Quest Kodiak seaplane

December 17, 2017 11:03 am | Updated 11:05 am IST

Kodaik seaplane (file photo)

Kodaik seaplane (file photo)

Prime Minister Narendra Modi made quite a splash on the campaign trail when he flew from the Sabarmati River to Dharoi Dam in North Gujarat on a seaplane. The press and social media were awash with praise at this unique feat, which wasn’t all that unique at all.

The first Indian seaplane was launched in 2010, and named ‘Jal Hans’, with commercial services launching in 2011 from Port Blair. And both India, and our politicians, seem to have missed the seaplane party.

The first ever production one, the Felixstowe F.2 was built during World War I, for use by the British Royal Air Force and Royal Naval Air Service. That’s 1917, we’re talking about. At this rate, we’ll soon be plastering our primetime programmes with news of prominent politicians carrying the first-ever transistor radios. Or perhaps, the steam engine will be the transportation of the future.
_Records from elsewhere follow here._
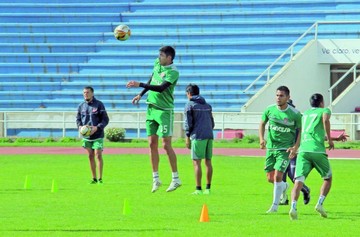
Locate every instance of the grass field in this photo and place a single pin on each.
(240, 197)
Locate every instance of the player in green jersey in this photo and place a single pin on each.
(312, 153)
(160, 112)
(283, 121)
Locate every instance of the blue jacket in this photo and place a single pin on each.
(199, 122)
(93, 113)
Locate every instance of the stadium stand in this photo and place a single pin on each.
(50, 51)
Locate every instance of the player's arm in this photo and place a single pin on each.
(143, 92)
(293, 150)
(157, 88)
(261, 134)
(78, 118)
(188, 124)
(326, 122)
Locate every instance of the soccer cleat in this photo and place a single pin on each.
(293, 214)
(284, 198)
(206, 192)
(197, 192)
(306, 196)
(272, 209)
(319, 208)
(156, 186)
(174, 185)
(284, 202)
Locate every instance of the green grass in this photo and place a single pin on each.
(247, 142)
(240, 197)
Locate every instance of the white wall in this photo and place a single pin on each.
(304, 77)
(309, 73)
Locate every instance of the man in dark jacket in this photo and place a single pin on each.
(92, 113)
(199, 124)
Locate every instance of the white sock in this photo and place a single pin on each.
(155, 176)
(278, 189)
(321, 199)
(175, 175)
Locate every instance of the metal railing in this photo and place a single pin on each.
(247, 121)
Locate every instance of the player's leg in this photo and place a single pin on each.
(165, 119)
(154, 159)
(283, 198)
(209, 172)
(100, 163)
(91, 155)
(302, 170)
(198, 175)
(280, 187)
(322, 165)
(97, 147)
(305, 189)
(153, 140)
(197, 154)
(295, 193)
(208, 165)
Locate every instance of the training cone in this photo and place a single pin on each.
(27, 184)
(126, 208)
(204, 217)
(54, 187)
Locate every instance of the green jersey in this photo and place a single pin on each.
(282, 126)
(165, 99)
(313, 131)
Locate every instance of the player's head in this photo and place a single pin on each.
(317, 100)
(291, 103)
(192, 89)
(166, 55)
(282, 96)
(88, 93)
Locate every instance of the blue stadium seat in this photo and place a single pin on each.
(50, 50)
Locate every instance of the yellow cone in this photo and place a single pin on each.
(27, 184)
(54, 187)
(126, 208)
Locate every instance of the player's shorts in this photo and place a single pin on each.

The Prime Minister flew in on a six-seater Quest Kodiak 100 seaplane. A single-engine, fixed-wing aircraft, with an unpressurised cabin — no ACs here, ma — the Kodiak was identified by its call sign, plastered to the sides of the craft, ‘N181KQ’. It’s also an ‘amphibious’ aircraft, which can land on and take-off from land.

The aircraft is the only one manufactured by the Idaho-based Quest Aircraft Company, but it should soon become much more commonplace around the country. A prominent low-cost flight service has signed a deal with Quest to buy 100 of these aircraft in the hopes that they can reach previously inaccessible locations, and operate from poor quality runways.

With changes in mass transport like the burgeoning advent of full-sized aircraft, the improvement of surface transport services across the world, and with their limited capacity, seaplanes are now much less common than they used to be in the decades after the War.

Today, they are primarily used by private operators as luxury travel — you know, for when they need to get to their luxury yachts, or in rescue services when roadways are blocked. So, not only are seaplanes not novel anymore, they’re actually fairly passé. Better late than never?